Pushing back on the perceived notions of 1950’s America – the good old days, the easy life, prosperity and opportunity in a post-war boom USA – Barry Gifford’s The Cuban Club is a coming-of-age collection void of rose-tinted glasses. Here, life occurs, real life – the losses, the love, pain, violence, death, sex, childhood and puberty – not the stuff of fantasy. The protagonist is Roy, and it is through his memory that we delve not only into his world, but into a specific shifting generation of American as well. However, this is not his first outing.
Gifford has explored the character for well over thirty years – his ‘Roy stories’ included in the novels Wyoming and Memories from a Sinking Ship as well as his collection The Roy Stories [aptly named]. For a character so well known to the writer, you’d think he’d be exhausted of any fresh ideas. But if the sixty-seven tales within The Cuban Club is anything to go by [which it is], then he’s still just as enamoured with Roy as he ever was. As he states in his author’s note –
‘I had no intention of writing more about Roy [but] he and his family and friends persisted […] they’re still talking and I’m still listening.’
A unique thing, to read a mass of stories centred predominantly on a sole character.

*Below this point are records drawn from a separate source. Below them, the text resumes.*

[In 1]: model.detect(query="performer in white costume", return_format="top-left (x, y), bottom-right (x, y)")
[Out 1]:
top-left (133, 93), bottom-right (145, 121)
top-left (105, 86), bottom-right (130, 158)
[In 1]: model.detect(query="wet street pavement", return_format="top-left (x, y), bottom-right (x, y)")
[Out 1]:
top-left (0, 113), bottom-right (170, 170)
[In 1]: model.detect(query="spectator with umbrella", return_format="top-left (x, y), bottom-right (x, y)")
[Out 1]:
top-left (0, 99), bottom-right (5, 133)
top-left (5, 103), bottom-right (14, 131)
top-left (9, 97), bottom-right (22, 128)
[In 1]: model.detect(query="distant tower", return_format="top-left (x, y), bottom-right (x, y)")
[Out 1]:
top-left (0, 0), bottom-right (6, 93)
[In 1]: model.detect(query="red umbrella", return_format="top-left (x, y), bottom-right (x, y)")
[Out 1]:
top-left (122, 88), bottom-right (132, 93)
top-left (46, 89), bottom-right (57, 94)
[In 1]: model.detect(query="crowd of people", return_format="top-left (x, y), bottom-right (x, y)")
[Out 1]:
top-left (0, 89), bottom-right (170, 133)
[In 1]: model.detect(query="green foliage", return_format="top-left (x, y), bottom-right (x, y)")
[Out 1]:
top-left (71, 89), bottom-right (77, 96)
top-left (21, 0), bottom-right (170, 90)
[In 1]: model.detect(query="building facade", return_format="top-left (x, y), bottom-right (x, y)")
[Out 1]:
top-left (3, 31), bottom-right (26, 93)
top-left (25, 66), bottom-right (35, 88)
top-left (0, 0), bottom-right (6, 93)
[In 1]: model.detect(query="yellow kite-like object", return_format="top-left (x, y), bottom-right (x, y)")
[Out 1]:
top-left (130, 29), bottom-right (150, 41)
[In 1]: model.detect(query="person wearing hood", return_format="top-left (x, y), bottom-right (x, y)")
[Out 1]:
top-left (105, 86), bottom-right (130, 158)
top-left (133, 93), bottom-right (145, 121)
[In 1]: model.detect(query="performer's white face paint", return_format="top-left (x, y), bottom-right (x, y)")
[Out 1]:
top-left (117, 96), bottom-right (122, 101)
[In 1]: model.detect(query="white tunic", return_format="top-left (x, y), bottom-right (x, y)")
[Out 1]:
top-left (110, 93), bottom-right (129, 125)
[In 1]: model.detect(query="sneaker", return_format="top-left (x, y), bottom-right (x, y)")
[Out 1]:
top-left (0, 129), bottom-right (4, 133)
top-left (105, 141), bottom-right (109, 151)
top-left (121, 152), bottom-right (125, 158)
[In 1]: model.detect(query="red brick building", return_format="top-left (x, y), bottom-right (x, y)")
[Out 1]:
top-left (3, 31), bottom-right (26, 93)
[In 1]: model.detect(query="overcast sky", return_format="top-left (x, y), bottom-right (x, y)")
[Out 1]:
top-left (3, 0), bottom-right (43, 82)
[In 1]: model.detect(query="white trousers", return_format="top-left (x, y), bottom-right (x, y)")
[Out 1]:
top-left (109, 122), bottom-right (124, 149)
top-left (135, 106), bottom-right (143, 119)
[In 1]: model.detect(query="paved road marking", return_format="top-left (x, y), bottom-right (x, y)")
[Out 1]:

Lending itself to be read sporadically, The Cuban Club is a dovetail of a collection – stories that are linked, but never so tightly ordered. You could begin at the start, the middle, towards the end, the structure is never set. This is no bad thing. The way Gifford writes his world is so accessible you feel as though you know Roy from the get-go. But then again when a writer knows his character so well, maybe this should be a given.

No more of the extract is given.